Quant à Prégent, il haussa les épaules en murmurant son éternel : Bah !

— Oui, oui, reprit le vieillard, — Martel est un bon cœur… Eh bien ! il ne lui manque que quelques louis de plus dans sa bourse pour faire son chemin… car il est Carhoat, morbleu !… et Carhoat de Bretagne vaut Montmorency de France et Howard d’Angleterre !… Nous lui ferons une pension de quelque vingt mille écus, et il deviendra brigadier des armées pour le moins… Le principal, c’est d’enlever les deux filles du vieux fou et de savoir qui d’entre vous les épousera.

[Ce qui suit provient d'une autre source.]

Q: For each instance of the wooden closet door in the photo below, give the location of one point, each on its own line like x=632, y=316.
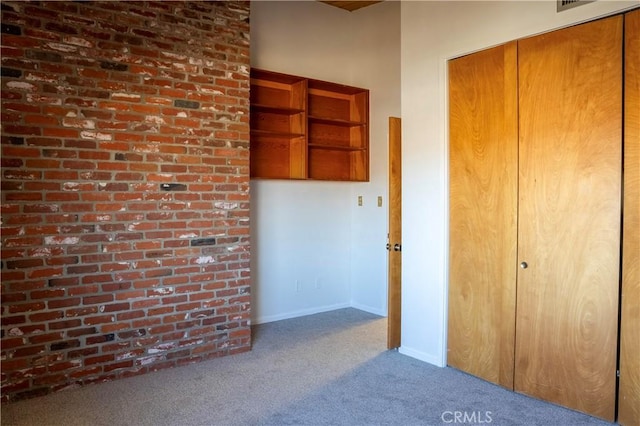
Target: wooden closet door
x=570, y=88
x=629, y=392
x=483, y=139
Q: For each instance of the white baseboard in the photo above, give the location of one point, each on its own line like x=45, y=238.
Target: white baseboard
x=299, y=313
x=422, y=356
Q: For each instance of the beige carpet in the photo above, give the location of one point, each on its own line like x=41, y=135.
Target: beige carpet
x=325, y=369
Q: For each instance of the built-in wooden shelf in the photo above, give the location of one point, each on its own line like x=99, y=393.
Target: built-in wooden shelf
x=308, y=129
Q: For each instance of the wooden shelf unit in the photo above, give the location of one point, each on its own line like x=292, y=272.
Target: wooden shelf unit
x=308, y=129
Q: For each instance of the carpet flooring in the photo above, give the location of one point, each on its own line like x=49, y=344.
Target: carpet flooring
x=325, y=369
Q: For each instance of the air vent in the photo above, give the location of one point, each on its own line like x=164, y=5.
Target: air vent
x=568, y=4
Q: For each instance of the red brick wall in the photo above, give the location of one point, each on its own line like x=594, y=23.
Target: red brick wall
x=125, y=189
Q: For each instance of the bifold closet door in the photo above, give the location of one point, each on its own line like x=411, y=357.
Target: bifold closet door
x=483, y=155
x=629, y=391
x=570, y=170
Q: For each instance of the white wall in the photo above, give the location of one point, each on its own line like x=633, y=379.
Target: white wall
x=432, y=33
x=313, y=248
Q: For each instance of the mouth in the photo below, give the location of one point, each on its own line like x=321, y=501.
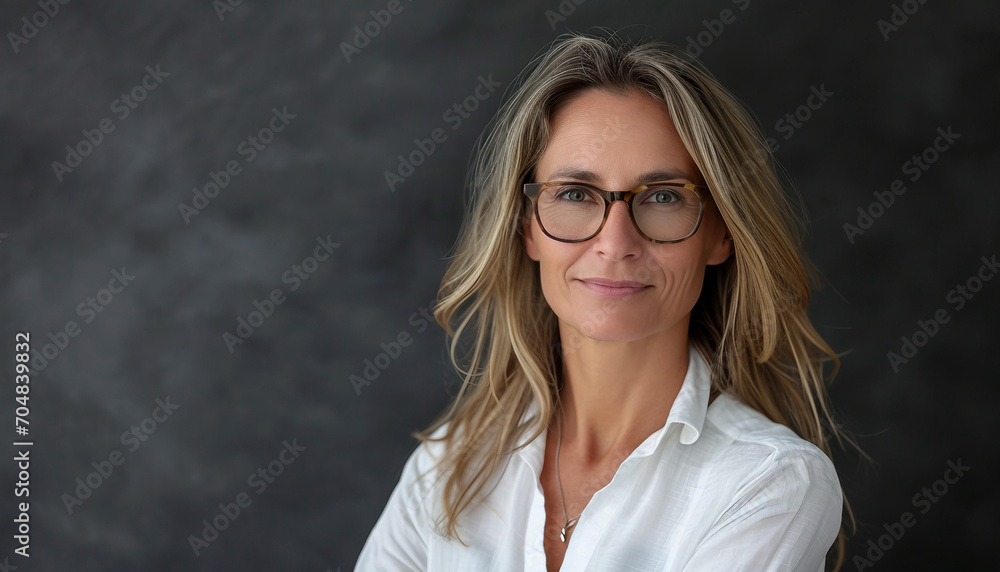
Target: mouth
x=614, y=288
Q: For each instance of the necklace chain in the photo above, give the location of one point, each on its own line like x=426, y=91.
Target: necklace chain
x=569, y=521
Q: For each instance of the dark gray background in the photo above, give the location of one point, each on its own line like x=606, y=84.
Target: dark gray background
x=324, y=175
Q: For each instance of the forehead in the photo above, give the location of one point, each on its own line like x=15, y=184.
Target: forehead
x=617, y=137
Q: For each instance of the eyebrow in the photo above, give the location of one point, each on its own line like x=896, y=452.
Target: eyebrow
x=644, y=179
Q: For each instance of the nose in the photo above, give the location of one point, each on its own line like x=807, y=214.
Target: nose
x=619, y=237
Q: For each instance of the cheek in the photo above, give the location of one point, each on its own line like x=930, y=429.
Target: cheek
x=684, y=274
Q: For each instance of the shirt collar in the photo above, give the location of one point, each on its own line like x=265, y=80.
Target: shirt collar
x=688, y=410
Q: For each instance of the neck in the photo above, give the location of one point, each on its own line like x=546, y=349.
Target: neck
x=616, y=394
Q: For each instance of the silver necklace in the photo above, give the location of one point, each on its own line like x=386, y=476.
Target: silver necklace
x=569, y=521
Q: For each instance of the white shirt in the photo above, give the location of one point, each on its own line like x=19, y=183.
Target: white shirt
x=718, y=490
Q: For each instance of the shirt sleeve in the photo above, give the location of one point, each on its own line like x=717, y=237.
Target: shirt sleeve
x=785, y=519
x=398, y=542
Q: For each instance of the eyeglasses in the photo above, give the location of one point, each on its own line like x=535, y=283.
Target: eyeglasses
x=575, y=212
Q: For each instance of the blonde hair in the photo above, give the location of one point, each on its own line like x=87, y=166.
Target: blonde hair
x=750, y=323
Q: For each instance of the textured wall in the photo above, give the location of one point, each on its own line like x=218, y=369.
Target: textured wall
x=139, y=380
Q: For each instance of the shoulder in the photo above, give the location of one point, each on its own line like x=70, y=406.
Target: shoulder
x=757, y=454
x=421, y=468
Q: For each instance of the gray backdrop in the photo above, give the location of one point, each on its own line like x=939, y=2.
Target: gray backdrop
x=149, y=389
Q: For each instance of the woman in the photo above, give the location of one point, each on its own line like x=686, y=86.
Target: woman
x=642, y=387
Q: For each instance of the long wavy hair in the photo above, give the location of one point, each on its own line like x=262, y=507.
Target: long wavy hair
x=749, y=324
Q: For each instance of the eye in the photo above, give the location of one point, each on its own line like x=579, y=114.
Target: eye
x=574, y=194
x=664, y=195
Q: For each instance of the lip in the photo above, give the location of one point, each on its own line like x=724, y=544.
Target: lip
x=613, y=288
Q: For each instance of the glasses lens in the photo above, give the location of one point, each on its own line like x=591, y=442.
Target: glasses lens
x=573, y=212
x=666, y=213
x=570, y=212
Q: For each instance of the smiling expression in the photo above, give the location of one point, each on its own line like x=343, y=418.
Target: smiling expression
x=618, y=286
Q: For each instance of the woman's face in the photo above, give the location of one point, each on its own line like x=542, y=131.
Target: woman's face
x=619, y=139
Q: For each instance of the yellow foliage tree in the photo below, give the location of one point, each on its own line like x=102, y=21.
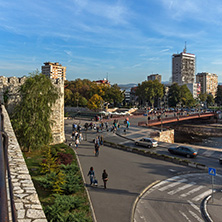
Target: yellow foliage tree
x=95, y=102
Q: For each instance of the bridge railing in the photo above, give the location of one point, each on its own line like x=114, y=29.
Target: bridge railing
x=4, y=174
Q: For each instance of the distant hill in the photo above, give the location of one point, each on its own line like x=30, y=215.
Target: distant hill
x=127, y=86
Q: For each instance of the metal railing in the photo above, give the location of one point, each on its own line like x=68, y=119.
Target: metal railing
x=4, y=172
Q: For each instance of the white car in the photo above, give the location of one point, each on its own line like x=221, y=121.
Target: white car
x=147, y=142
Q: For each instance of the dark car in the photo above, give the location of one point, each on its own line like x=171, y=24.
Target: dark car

— Moi, dit Prégent, je veux la comtesse Anne.

— Un instant, répliqua Laurent, je suis l’aîné, c’est à moi de choisir…

— Il n’y a pas de choix qui tienne ! dit Philippe ; — la comtesse Anne me plaît ; elle ne sera ni à Prégent ni à Laurent… je la veux !

— Allons ! allons ! s’écria le vieillard moitié riant, moitié irrité. — Attendez pour vous disputer que la comtesse soit entre nos mains !

Mais les trois frères s’étaient levés et se provoquaient du regard.

— Je crois, Dieu me pardonne, qu’ils vont se battre ! dit le vieux Carhoat.

— Ça se pourrait bien, grommela Francin Renard.

En ce moment, un objet indistinct vint se poser sur celle des marches de l’escalier qui disparaissait dans l’ombre.

Un second objet de même forme et de même volume s’abaissa lentement et se mit auprès du premier.

Celui-ci reprit alors son mouvement et descendit, sans bruit toujours, sur la marche suivante, éclairée davantage. Le second objet l’y suivit.

Lorsque le premier se posa sur la troisième marche, la lumière arrivant jusqu’à lui, éclaira plus distinctement sa forme et montra une botte molle en cuir de couleur naturelle.

La jambe qui chaussait cette botte disparaissait presque dans l’ombre ; et le corps s’y cachait complètement. — Le tout s’arrêta sur la troisième marche.

— Je maintiendrai mon droit ! reprit Laurent. — Vous êtes cadets ; vous venez après moi.

— Je me moque de votre droit et de vous, monsieur mon frère ! s’écria Prégent.